他一邊給戰艦定下了躍遷的目的地,一邊還在想着剛剛跟夢友(指衆生夢境上認識的朋友)進行到一半的盤腸大戰,趙夜袂試圖快進掉這一部分,卻發現快進完了這份記憶也快結束了。
所幸,在最後,他終於想起自己是來執行任務的,並回憶起了任務報告。
趙夜袂整理了一下那份零碎的記憶後說道:“這個世界的所有人都會有一份齊衡紋章,既是接入衆生夢境的通道,同時也是對每一個人進行監管的工具。”
“如果沒有這甚麼齊衡紋章的話,那麼我們就算隱藏掉了一切氣息,在這個沉浸在黑夜裏的世界也只會像是兩個亮點一樣顯眼。”
“唯一的好消息是,這個能夠檢索齊衡紋章的裝置十分珍貴,一般只會存放在高塔裏,這也是我們剛剛能夠隱藏起來的原因。”
隱去氣息是沒有意義的,齊衡紋章的作用是讓佩戴者與身邊的黑夜融爲一體,單純隱去氣息只會讓黑夜“空”出一塊來,變得格外顯眼。
索菈並不清楚衆生夢境是甚麼,但趙夜袂想要表達的其他意思她收到了。
“可如果按你所說,我們打上了這甚麼紋章的話,不也一樣會被發現麼?”索菈疑惑地說道:“那還不如我直接將這個世界燒成灰好了,反正都會被發現。
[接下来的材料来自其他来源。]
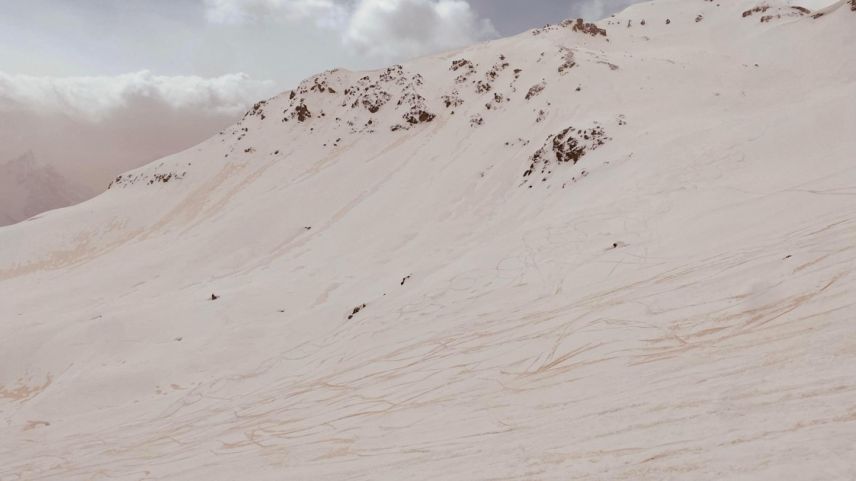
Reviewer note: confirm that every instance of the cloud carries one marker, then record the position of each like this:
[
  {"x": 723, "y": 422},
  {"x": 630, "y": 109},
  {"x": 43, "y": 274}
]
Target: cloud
[
  {"x": 393, "y": 29},
  {"x": 326, "y": 13},
  {"x": 90, "y": 129},
  {"x": 387, "y": 30},
  {"x": 94, "y": 98}
]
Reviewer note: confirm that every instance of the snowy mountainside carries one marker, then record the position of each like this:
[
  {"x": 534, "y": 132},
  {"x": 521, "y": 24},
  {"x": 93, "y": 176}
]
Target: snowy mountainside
[{"x": 620, "y": 250}]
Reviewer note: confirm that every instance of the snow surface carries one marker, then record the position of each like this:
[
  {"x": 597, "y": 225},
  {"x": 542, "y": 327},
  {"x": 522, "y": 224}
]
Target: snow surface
[{"x": 669, "y": 298}]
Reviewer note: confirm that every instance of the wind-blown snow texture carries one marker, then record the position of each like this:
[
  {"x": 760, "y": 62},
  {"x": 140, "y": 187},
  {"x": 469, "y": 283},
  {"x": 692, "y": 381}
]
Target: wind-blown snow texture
[{"x": 644, "y": 270}]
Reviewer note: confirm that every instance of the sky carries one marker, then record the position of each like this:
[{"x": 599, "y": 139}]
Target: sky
[{"x": 96, "y": 87}]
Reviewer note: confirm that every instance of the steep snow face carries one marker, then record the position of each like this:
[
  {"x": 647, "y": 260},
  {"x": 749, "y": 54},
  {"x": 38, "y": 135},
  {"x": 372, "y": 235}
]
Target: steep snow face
[
  {"x": 612, "y": 251},
  {"x": 28, "y": 188}
]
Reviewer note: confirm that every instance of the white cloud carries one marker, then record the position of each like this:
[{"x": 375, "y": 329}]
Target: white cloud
[
  {"x": 388, "y": 30},
  {"x": 393, "y": 29},
  {"x": 94, "y": 98},
  {"x": 326, "y": 13}
]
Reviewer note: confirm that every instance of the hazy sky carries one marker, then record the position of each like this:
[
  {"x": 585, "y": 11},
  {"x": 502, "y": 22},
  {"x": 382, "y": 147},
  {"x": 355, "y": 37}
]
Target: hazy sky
[{"x": 95, "y": 87}]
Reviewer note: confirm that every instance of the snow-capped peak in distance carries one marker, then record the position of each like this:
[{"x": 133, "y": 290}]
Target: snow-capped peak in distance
[{"x": 610, "y": 250}]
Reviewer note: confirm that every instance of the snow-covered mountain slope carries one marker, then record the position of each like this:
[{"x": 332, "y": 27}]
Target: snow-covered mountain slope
[
  {"x": 28, "y": 187},
  {"x": 612, "y": 251}
]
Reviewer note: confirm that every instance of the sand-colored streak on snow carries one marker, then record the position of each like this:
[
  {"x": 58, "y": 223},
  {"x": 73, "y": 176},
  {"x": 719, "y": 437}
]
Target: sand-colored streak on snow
[{"x": 678, "y": 303}]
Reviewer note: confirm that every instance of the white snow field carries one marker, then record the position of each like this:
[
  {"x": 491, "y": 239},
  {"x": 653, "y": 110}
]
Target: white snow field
[{"x": 644, "y": 271}]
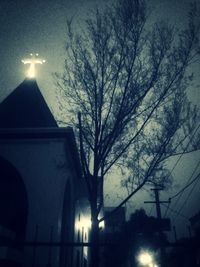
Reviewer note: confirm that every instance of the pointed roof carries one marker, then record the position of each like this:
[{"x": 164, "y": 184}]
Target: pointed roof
[{"x": 25, "y": 107}]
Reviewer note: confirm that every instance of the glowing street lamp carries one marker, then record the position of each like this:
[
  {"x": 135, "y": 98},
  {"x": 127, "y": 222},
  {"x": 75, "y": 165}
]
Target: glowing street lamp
[
  {"x": 33, "y": 60},
  {"x": 145, "y": 258}
]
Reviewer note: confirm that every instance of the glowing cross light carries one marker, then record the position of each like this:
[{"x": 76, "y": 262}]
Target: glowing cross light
[{"x": 33, "y": 60}]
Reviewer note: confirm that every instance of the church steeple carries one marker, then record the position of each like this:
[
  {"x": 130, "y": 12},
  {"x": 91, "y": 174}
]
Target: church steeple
[
  {"x": 32, "y": 61},
  {"x": 25, "y": 107}
]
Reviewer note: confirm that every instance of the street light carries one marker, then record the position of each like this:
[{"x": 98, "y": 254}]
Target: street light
[{"x": 145, "y": 258}]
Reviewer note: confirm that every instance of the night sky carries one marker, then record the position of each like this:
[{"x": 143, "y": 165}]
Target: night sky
[{"x": 39, "y": 27}]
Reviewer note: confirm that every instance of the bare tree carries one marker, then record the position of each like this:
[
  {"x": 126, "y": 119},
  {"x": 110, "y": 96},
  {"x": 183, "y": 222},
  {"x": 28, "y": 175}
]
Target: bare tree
[{"x": 125, "y": 84}]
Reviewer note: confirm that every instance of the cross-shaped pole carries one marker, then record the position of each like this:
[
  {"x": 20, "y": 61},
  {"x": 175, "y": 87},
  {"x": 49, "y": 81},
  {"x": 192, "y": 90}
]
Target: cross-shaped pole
[{"x": 33, "y": 60}]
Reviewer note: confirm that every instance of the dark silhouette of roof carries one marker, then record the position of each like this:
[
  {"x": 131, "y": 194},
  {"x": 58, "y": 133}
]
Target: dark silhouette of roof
[{"x": 25, "y": 107}]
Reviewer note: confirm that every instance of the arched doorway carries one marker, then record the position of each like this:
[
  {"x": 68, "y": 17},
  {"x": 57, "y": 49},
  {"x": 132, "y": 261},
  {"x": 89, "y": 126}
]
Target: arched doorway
[{"x": 13, "y": 207}]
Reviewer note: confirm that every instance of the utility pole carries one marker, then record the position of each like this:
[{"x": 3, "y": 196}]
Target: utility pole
[{"x": 159, "y": 216}]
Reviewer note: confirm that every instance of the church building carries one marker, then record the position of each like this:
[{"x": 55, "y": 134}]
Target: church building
[{"x": 42, "y": 193}]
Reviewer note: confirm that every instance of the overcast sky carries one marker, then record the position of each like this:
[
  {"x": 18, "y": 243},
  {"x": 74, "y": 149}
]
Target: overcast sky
[{"x": 39, "y": 27}]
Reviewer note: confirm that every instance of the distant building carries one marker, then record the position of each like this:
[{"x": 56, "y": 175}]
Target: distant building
[{"x": 42, "y": 194}]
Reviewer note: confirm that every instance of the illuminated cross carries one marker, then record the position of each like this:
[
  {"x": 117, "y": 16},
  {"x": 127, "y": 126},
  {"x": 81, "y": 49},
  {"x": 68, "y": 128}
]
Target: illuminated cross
[{"x": 33, "y": 60}]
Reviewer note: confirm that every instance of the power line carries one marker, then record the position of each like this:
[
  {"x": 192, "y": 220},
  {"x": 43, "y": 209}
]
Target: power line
[{"x": 175, "y": 211}]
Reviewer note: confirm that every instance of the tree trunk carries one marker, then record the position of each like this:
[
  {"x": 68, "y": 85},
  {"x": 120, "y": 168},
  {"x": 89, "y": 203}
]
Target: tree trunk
[{"x": 94, "y": 239}]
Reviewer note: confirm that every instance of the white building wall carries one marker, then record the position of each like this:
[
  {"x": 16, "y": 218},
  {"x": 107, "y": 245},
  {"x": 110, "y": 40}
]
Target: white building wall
[{"x": 45, "y": 169}]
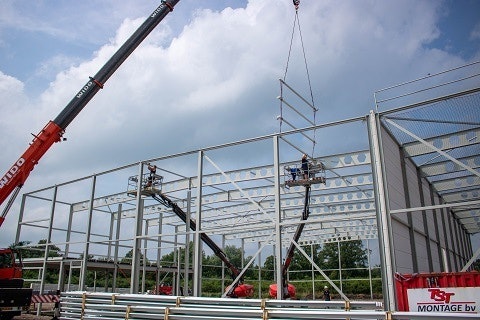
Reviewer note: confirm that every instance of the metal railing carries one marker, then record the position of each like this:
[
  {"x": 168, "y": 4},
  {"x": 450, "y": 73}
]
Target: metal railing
[{"x": 112, "y": 306}]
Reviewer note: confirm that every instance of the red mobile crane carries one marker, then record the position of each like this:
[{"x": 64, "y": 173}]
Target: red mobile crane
[{"x": 13, "y": 180}]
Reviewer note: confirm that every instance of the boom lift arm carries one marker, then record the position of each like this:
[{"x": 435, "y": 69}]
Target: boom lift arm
[
  {"x": 15, "y": 177},
  {"x": 243, "y": 289}
]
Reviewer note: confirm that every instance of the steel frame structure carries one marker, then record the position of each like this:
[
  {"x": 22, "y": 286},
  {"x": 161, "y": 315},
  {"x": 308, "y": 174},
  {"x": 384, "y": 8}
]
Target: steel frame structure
[{"x": 242, "y": 199}]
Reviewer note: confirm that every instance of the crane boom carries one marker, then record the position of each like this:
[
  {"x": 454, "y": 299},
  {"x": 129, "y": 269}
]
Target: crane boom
[{"x": 15, "y": 177}]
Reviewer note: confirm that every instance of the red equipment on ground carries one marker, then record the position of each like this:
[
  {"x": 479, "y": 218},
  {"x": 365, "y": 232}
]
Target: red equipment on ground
[
  {"x": 13, "y": 297},
  {"x": 12, "y": 181},
  {"x": 237, "y": 289}
]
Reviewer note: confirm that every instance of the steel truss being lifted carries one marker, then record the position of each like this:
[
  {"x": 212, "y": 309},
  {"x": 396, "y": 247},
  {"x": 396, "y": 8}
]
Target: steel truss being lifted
[{"x": 243, "y": 199}]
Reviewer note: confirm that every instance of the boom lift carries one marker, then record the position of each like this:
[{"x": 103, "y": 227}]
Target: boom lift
[
  {"x": 236, "y": 290},
  {"x": 13, "y": 180},
  {"x": 315, "y": 174}
]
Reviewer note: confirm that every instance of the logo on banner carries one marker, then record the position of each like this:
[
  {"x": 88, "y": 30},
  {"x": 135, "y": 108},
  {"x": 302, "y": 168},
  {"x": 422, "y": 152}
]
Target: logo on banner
[{"x": 464, "y": 299}]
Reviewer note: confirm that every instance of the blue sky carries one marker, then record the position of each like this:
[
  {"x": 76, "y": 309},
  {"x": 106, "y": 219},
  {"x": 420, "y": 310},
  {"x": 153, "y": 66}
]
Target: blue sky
[{"x": 209, "y": 62}]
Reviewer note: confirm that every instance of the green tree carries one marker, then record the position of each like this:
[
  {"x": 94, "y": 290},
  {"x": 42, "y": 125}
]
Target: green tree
[{"x": 352, "y": 256}]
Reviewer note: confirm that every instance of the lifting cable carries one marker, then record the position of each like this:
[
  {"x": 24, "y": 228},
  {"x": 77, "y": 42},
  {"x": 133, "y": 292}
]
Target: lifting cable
[{"x": 296, "y": 22}]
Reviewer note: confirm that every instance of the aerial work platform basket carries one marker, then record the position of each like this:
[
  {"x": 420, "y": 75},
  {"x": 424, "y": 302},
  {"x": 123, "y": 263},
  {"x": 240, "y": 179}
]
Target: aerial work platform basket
[
  {"x": 295, "y": 176},
  {"x": 150, "y": 184}
]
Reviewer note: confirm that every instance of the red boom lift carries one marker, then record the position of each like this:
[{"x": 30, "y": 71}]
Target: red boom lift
[
  {"x": 235, "y": 290},
  {"x": 13, "y": 180}
]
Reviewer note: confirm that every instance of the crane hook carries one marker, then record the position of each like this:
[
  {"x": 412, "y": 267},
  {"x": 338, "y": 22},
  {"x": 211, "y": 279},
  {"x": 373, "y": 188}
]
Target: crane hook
[{"x": 296, "y": 3}]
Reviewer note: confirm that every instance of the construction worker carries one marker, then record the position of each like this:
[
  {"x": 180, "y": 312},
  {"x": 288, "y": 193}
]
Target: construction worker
[
  {"x": 305, "y": 167},
  {"x": 151, "y": 177}
]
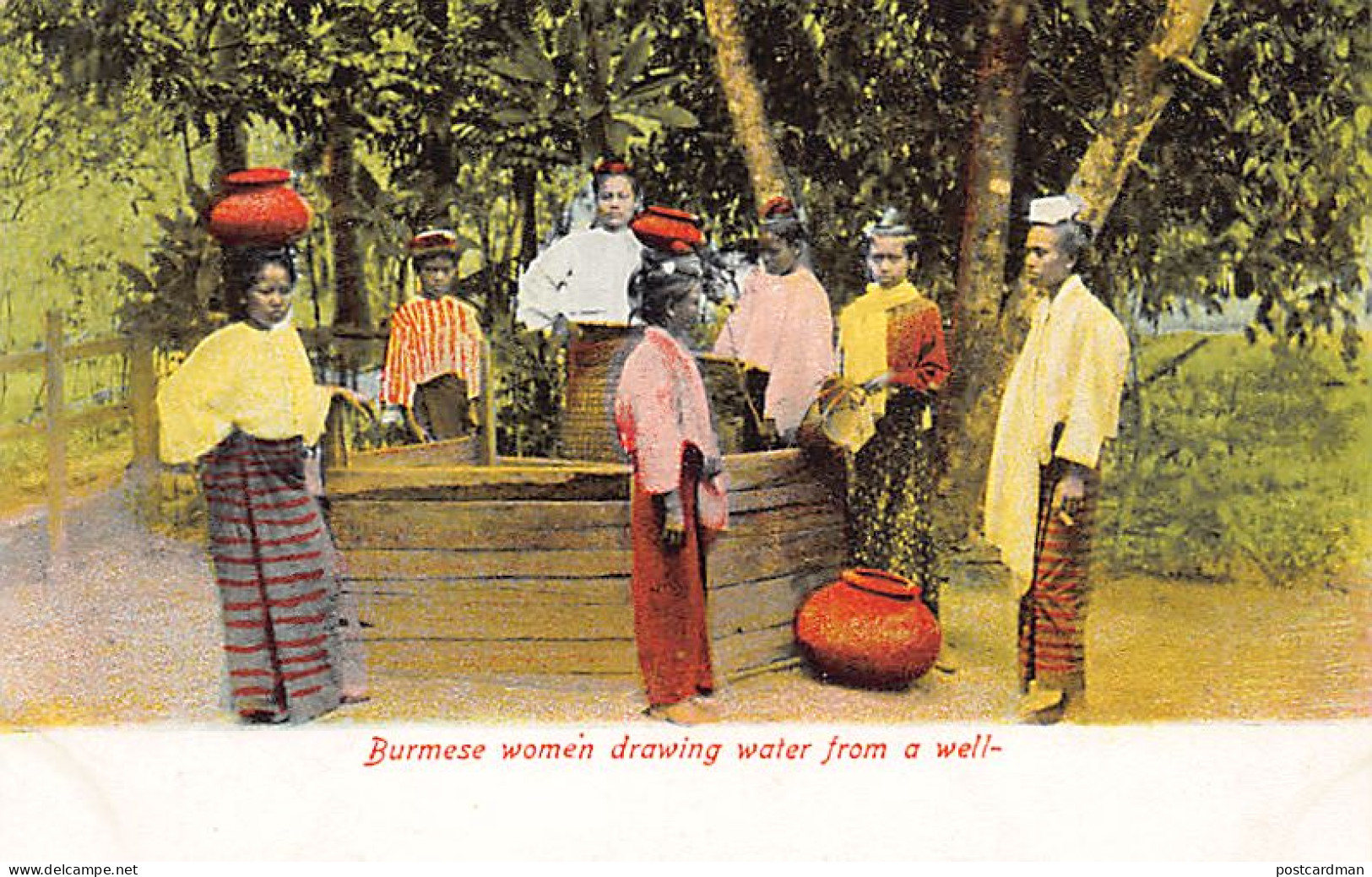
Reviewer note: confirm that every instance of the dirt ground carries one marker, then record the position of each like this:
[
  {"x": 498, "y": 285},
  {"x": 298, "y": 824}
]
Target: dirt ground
[{"x": 125, "y": 631}]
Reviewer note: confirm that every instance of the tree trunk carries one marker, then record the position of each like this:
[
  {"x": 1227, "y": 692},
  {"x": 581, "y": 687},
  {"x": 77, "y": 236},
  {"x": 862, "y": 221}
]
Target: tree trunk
[
  {"x": 970, "y": 399},
  {"x": 438, "y": 161},
  {"x": 1099, "y": 179},
  {"x": 350, "y": 305},
  {"x": 746, "y": 100},
  {"x": 526, "y": 194},
  {"x": 1136, "y": 109}
]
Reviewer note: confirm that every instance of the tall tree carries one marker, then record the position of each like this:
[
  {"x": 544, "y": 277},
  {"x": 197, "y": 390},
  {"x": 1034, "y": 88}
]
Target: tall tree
[
  {"x": 1137, "y": 106},
  {"x": 746, "y": 100},
  {"x": 976, "y": 335}
]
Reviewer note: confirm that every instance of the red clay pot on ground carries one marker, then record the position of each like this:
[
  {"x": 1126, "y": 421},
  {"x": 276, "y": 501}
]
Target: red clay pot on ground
[
  {"x": 258, "y": 208},
  {"x": 869, "y": 629}
]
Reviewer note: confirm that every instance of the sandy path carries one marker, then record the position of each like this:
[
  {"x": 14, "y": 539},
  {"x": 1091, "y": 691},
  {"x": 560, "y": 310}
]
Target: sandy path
[{"x": 127, "y": 633}]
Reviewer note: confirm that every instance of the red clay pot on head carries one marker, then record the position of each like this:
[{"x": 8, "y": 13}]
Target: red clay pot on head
[
  {"x": 258, "y": 208},
  {"x": 869, "y": 629}
]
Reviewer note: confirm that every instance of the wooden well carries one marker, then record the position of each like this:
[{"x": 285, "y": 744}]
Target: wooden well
[{"x": 523, "y": 567}]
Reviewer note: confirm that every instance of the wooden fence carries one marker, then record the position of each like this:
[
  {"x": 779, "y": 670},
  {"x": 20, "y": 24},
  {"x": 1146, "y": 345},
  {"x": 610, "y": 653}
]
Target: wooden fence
[
  {"x": 59, "y": 420},
  {"x": 138, "y": 403}
]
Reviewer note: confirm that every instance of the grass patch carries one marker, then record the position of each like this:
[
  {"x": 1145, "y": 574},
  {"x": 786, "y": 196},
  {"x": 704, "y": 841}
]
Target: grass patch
[{"x": 1247, "y": 458}]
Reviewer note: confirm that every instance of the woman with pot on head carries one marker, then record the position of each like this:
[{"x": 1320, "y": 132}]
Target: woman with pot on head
[
  {"x": 663, "y": 419},
  {"x": 578, "y": 290},
  {"x": 783, "y": 324},
  {"x": 245, "y": 407},
  {"x": 434, "y": 355},
  {"x": 892, "y": 344}
]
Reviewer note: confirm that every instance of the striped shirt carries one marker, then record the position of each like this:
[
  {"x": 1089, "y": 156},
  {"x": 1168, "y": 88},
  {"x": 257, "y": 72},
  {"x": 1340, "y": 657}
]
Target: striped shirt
[{"x": 431, "y": 338}]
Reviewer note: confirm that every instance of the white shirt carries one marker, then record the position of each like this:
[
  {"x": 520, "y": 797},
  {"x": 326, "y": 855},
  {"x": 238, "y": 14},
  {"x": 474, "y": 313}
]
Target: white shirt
[
  {"x": 1069, "y": 372},
  {"x": 582, "y": 278}
]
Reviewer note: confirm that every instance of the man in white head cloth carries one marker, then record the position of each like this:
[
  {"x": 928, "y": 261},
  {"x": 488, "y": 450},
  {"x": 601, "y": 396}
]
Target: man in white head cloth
[
  {"x": 1060, "y": 405},
  {"x": 583, "y": 278}
]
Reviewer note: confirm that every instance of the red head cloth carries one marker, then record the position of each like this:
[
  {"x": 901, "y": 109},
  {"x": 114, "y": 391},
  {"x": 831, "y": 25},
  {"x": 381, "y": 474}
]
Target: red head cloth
[
  {"x": 667, "y": 230},
  {"x": 434, "y": 241},
  {"x": 779, "y": 208},
  {"x": 612, "y": 166},
  {"x": 258, "y": 208}
]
”
你是有多想大燒特燒啊......
趙夜袂的嘴角抽了抽,思考了一下後說道:“原本是這樣的,但按照剛剛那位追擊者的記憶來看,最近在齊衡天內似乎出現了一夥叛亂者,他們有能力製造虛假的齊衡紋章,既能夠將自己僞裝成良民,也可以避免被官方發現。”
“雖然這樣子看起來很麻煩,還很像是在釣魚執法,但我覺得,這大概纔是正確的完成試煉的方法。”
似乎是爲了驗證他的說法,那張類似任務提示的卡牌又跳了出來,與之前不同的是,這張卡牌平鋪在趙夜袂和索菈面前,而在這張卡牌上有兩枚棋子,一枚漆黑如墨,一枚璀璨似金。
當趙夜袂看過去時,便有兩個詞自然而然地浮現在了他的心間。
[農民]
[流民]
[農民]應該是指他們在這場試煉中扮演的身份,[流民]則是代表他們現在的身份。
“......我無法苟同你的想法。”
索菈微皺眉頭,思考了片刻後搖了搖頭:“你的意思是說,我們要大費周章地去尋找那些所謂的‘叛亂者’,然後給自己加上這甚麼齊衡紋章,之後再想辦法完成這場試煉麼?”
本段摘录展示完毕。